Hockey is a seemingly strange love for a babe born on the sunny shores of Galveston, Texas, but my heart -and my family- have always been solid, snowy Michiganders. My mother would disagree of course, as she would prefer if winter was the same as summer, but snow and ice have been a part of my family for a long time and it was only when I started getting into genealogy that I learned the true reason why hockey held such a special place in my heart. Turns out it’s not just a love for the game, it’s figuratively in my blood.
Growing up, I wasn’t much for the summertime sports. I played soccer, but never wanted to (my parents made me!), and couldn’t of cared less for basketball and baseball – or in my case softball 😛 I wasn’t an athletic kid to begin with, but certain things did get me to break a sweat. Swimming with friends in Mill Lake or rollerblading around the neighboring subdivision (since our roads weren’t -and still aren’t- paved) were always things that got me moving, but it was when the lake froze over that I really enjoyed myself. My childhood sports activity is summed up quite well in a statement made recently by Mike Kitchen as he talked about his own dealings with hockey: “And even though I’ve never had an athletic bone in my body, in gym class I excelled at floor hockey.” I played defense personally.
Back then, I didn’t understand why I loved playing with little rubber pucks or watching others do so (not that I really cared to question it at such an age) but, in learning the history of my father’s family, everything began to make sense. Now, my grandfather, Harold Koch, was a baseball fan – nothing would ever replace his love for that game. But another sport was held in his heart almost as highly and that sport was hockey. So prominent was his love for hockey that, in their hometown of Gibraltar, Michigan, the city named the local rink after him. And rightly so, considering he not only coached the players -of all ages- but built and maintained the rink as well! The rink has now been replaced with a police station, but the memory still lives strong in those who knew and loved him.
This love of hockey was also shared with his wife -my grandmother- and his kids. My father, although never playing for any professional teams, enjoyed playing with the local ones and just being a part of the sport in general. My aunt… she was another story. Not only did she play and play well (in the position of goalie), but she earned the right to call herself a hockey player after she became the first female professional hockey player when she signed a contract with the Marquette Iron Rangers for the 1969-70 season (part of the USHL, a senior hockey league at the time, now a top junior league). (There’s a lot more to my aunt’s hockey story, but on a personal family level we’ll leave it at that.) Sure, it wasn’t the NHL -which is apparently all people can think about when you say someone plays hockey professionally-, but most people seem to forget the atmosphere surrounding hockey back then. Abby Hoffman, who -at 9 years old- had already played most of a season by disguising herself as a boy but was then disallowed to play when they found out she was a girl, was the first to challenge the “boys only” policy in 1956 but was shot down by the Ontario Supreme Court. Women just did not play hockey “professionally” back then. People can bring up Manon Rhéaume all they like, but she was only the first woman to sign with the NHL (in 1992, 23 years after my aunt signed her contract) and not actually the first woman to play hockey professionally in a “men only” league (women’s “associations” have existed since 1922 but there weren’t any professional leagues until the early 1990’s). Of course, my aunt is almost completely forgotten by history (and she would quite prefer that actually), but her hockey legacy within my hockey heritage is quite important to me.

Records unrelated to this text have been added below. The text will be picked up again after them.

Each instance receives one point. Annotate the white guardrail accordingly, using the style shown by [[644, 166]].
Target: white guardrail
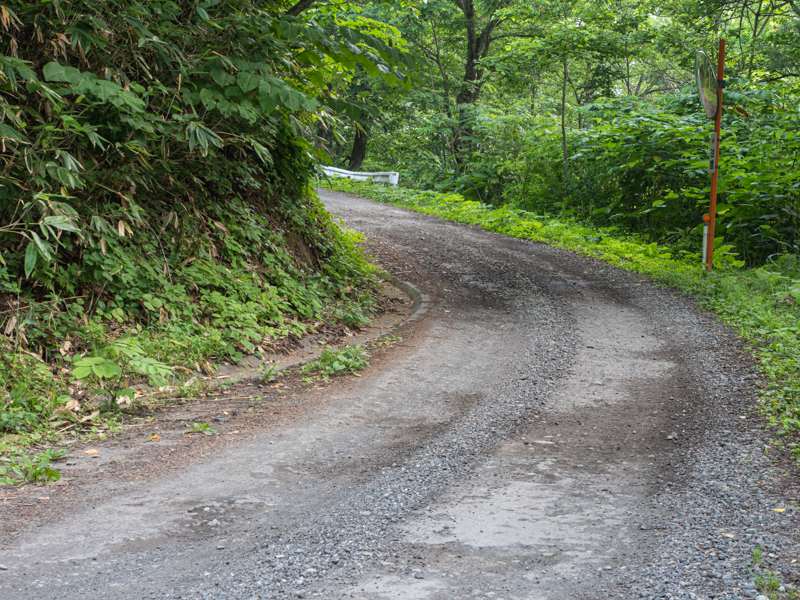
[[390, 177]]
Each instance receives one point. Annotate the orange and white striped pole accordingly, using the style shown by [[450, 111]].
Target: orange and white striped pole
[[711, 218]]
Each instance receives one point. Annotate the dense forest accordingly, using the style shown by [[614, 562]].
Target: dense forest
[[590, 109], [158, 161]]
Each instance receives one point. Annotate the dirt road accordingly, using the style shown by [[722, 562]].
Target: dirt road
[[548, 428]]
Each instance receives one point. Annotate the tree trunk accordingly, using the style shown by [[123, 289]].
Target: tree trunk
[[359, 151], [477, 49]]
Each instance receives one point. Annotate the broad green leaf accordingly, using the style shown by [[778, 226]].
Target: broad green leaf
[[31, 256]]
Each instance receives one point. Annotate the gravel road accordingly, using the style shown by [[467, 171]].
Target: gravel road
[[548, 428]]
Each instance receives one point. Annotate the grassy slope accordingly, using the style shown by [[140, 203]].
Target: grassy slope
[[761, 304], [235, 283]]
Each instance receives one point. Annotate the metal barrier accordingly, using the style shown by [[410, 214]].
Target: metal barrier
[[390, 177]]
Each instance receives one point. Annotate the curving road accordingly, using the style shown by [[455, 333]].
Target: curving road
[[548, 428]]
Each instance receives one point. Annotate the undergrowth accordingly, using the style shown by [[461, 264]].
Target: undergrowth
[[762, 304], [333, 362], [235, 284]]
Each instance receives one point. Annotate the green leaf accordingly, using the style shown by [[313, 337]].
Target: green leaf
[[247, 81], [31, 255], [61, 222], [54, 71], [44, 248]]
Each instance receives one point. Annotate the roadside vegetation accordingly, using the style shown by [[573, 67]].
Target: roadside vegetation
[[761, 303], [342, 361], [156, 214]]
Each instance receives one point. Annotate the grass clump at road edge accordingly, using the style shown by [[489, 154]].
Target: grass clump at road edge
[[333, 362], [762, 304]]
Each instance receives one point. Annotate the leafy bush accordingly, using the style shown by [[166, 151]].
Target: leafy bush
[[155, 208], [638, 165]]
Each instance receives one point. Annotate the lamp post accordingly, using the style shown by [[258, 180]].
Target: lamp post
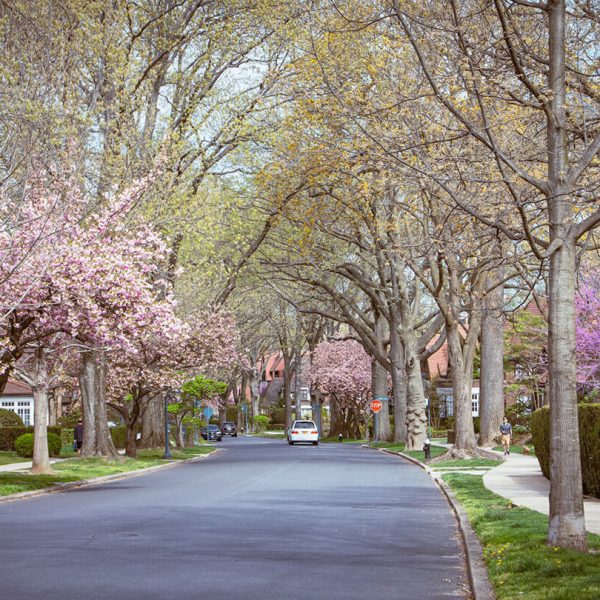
[[167, 453]]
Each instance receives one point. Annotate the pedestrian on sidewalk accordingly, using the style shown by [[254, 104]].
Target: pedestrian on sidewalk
[[78, 436], [506, 431]]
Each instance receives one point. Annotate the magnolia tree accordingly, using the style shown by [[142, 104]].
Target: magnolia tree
[[342, 371], [94, 280], [587, 304], [160, 354]]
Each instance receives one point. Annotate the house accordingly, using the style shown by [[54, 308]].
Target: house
[[438, 367], [18, 397]]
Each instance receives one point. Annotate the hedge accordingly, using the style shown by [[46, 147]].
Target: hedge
[[589, 440], [8, 435]]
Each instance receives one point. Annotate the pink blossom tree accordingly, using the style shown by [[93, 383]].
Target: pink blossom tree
[[342, 371], [587, 304]]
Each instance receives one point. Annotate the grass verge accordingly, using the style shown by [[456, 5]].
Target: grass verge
[[519, 563], [472, 462], [9, 458], [76, 469]]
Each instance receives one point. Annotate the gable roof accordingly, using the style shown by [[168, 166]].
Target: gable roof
[[17, 388]]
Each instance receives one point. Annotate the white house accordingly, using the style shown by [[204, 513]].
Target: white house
[[18, 397], [446, 395]]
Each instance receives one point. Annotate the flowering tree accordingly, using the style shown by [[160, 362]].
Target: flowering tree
[[165, 348], [587, 305], [342, 371]]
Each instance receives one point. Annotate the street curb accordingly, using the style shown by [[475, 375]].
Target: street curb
[[479, 581], [69, 485]]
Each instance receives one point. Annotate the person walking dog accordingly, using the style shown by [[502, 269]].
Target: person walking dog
[[506, 431]]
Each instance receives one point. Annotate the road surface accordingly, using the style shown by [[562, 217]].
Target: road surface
[[259, 521]]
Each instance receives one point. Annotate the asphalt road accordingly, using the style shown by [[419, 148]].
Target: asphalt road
[[259, 521]]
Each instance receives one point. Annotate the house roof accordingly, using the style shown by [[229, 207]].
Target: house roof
[[16, 388]]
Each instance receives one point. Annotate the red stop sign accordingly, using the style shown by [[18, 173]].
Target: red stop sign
[[376, 405]]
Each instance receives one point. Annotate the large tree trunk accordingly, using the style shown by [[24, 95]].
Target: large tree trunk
[[416, 414], [153, 424], [41, 458], [398, 374], [253, 381], [96, 434], [336, 425], [566, 525], [298, 384], [287, 396], [379, 390], [491, 386], [462, 385]]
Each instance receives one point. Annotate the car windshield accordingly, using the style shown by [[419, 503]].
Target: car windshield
[[304, 425]]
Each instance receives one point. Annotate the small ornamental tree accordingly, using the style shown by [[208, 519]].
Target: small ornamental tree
[[342, 371], [199, 391]]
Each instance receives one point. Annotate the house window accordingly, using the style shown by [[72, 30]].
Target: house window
[[25, 414]]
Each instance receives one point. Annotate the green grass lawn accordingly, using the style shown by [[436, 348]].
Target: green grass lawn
[[514, 449], [8, 458], [473, 462], [520, 564], [76, 469]]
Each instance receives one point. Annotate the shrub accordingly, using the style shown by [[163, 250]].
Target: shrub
[[66, 437], [119, 436], [70, 419], [589, 434], [8, 418], [54, 444], [278, 414], [261, 422], [24, 445]]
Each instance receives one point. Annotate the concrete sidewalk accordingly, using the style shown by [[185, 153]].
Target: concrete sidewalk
[[520, 480]]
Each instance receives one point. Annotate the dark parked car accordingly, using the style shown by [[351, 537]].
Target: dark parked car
[[212, 432], [229, 428]]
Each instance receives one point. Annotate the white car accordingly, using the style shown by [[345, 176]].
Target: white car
[[303, 431]]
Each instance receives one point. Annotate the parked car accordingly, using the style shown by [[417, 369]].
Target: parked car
[[212, 432], [303, 431], [229, 428]]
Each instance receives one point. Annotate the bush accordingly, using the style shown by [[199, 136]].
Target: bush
[[589, 434], [67, 437], [70, 419], [119, 436], [24, 445], [8, 418], [278, 414], [260, 422]]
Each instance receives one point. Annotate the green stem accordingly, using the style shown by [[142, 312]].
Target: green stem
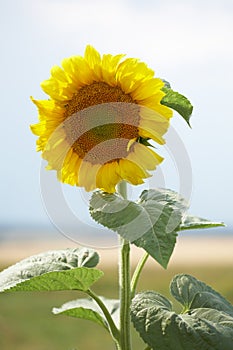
[[137, 273], [124, 282], [114, 330]]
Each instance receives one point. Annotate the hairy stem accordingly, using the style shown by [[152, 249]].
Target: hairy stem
[[124, 282], [113, 329], [137, 273]]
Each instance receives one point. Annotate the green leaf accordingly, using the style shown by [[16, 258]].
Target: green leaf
[[192, 294], [80, 278], [191, 222], [162, 328], [55, 264], [89, 310], [151, 223], [177, 102]]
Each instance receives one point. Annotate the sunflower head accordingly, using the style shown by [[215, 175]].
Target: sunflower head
[[102, 110]]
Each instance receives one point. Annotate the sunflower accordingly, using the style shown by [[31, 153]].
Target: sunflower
[[95, 127]]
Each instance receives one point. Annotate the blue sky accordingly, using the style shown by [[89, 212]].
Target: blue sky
[[189, 43]]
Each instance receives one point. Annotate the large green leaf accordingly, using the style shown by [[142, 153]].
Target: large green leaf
[[162, 328], [177, 102], [89, 310], [151, 223], [52, 270], [80, 278], [192, 294], [191, 222]]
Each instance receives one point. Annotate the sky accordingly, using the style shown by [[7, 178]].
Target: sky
[[188, 43]]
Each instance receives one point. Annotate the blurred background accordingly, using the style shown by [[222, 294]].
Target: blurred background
[[188, 43]]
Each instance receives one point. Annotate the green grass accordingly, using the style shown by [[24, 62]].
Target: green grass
[[26, 321]]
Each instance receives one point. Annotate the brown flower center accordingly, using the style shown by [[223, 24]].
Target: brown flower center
[[100, 121]]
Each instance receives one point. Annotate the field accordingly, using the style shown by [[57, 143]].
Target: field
[[26, 321]]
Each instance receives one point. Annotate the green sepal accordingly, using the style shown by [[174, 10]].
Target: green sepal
[[178, 102]]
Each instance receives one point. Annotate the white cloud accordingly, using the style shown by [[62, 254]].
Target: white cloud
[[178, 31]]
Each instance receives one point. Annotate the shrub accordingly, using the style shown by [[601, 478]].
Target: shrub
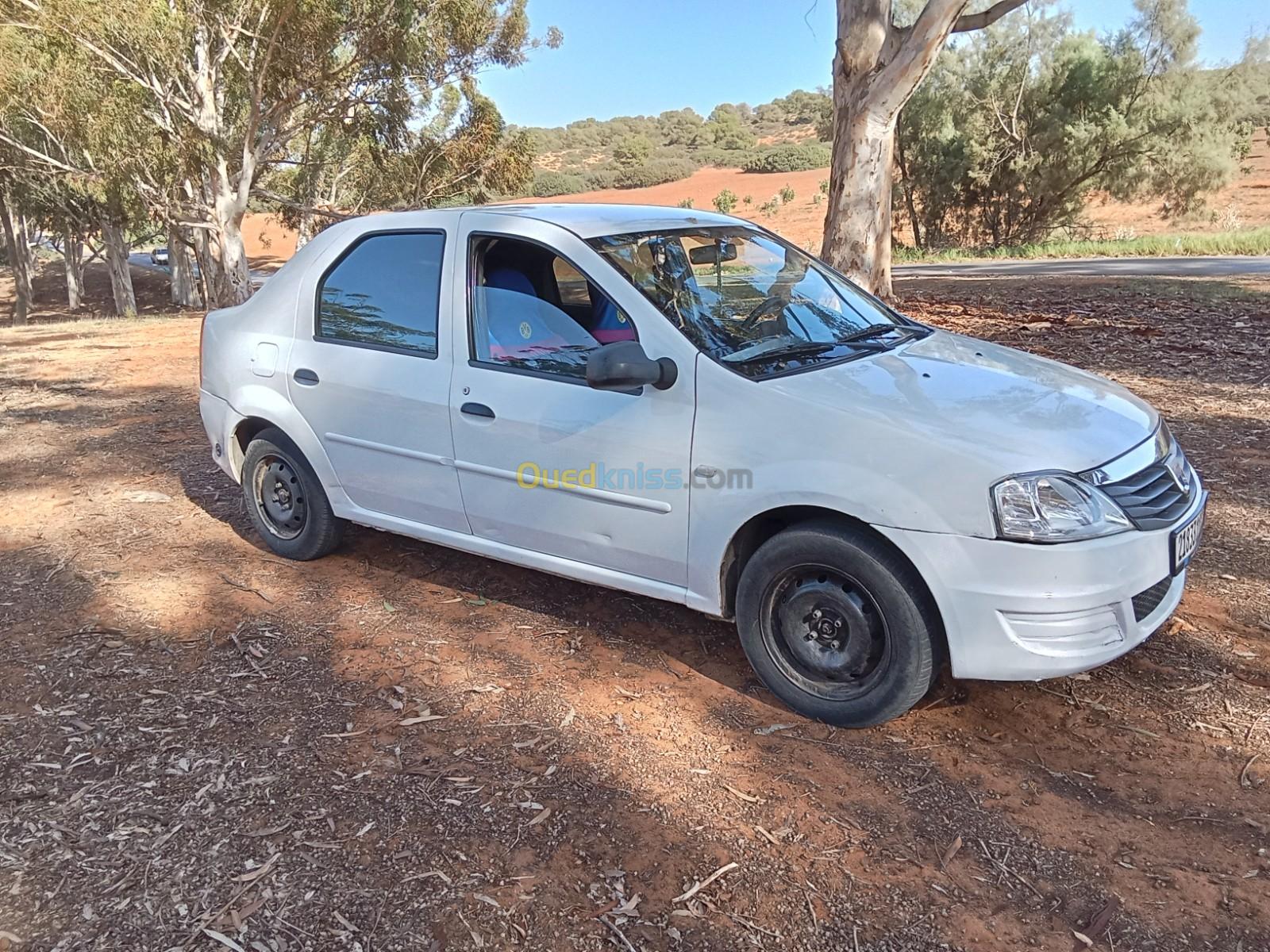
[[654, 173], [633, 152], [725, 158], [602, 179], [791, 158], [548, 184]]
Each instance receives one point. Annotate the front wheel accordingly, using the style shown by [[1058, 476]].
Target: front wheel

This all happened before I was born of course, but apparently it carried over into my system and I can still remember sitting in the garage with my dad when the Red Wings won the Stanley Cup in 1996-97. It is one of my fondest memories, one I got to repeat the very next year. I am completely jealous of my mother, though, because she worked at the airport the Wings flew in/out of and she was one of the first Detroiters to have the honor of touching Lord Stanley’s Cup upon its return to Hockeytown. So jealous! 😛 But, why the Red Wings? That’s easy = I’m a hometown kind of girl; I grew up just outside of Hockeytown – I grew up watching the Red Wings. And, as I was growing up, many a player stuck with Detroit and helped make Hockeytown what it is today. I might have only been a young teen, but watching the Wings come together and win the Stanley Cup, not once, but twice in a row made me proud to be from Michigan. That feeling was something I didn’t understand then, but I do now and I will forever return the favor by making all those who play on the Red Wings team proud to have done so. The Wings recently put in a lot of effort to say thank you to the fans for supporting them through the shortened season this year and the only thing I can say is thank you right back.
So yeah, needless to say, I love hockey and I have good reason too. I might not be one of those people who knows all the stats and every single rule change, but that’s not what’s important to me. I watch just for the love of the game, for the pride I have in being a fan and a part of its history. I will never stop being a fan of hockey; even if it’s just kids playing for fun on a frozen lake in the middle of winter. I never got to play with my grandfather but, in learning about his hockey history, he taught me not to love the stats or the trophies but the game itself. We love and miss you grandpa, and we’ll be sure to carry on the hockey tradition with our family’s newest generation.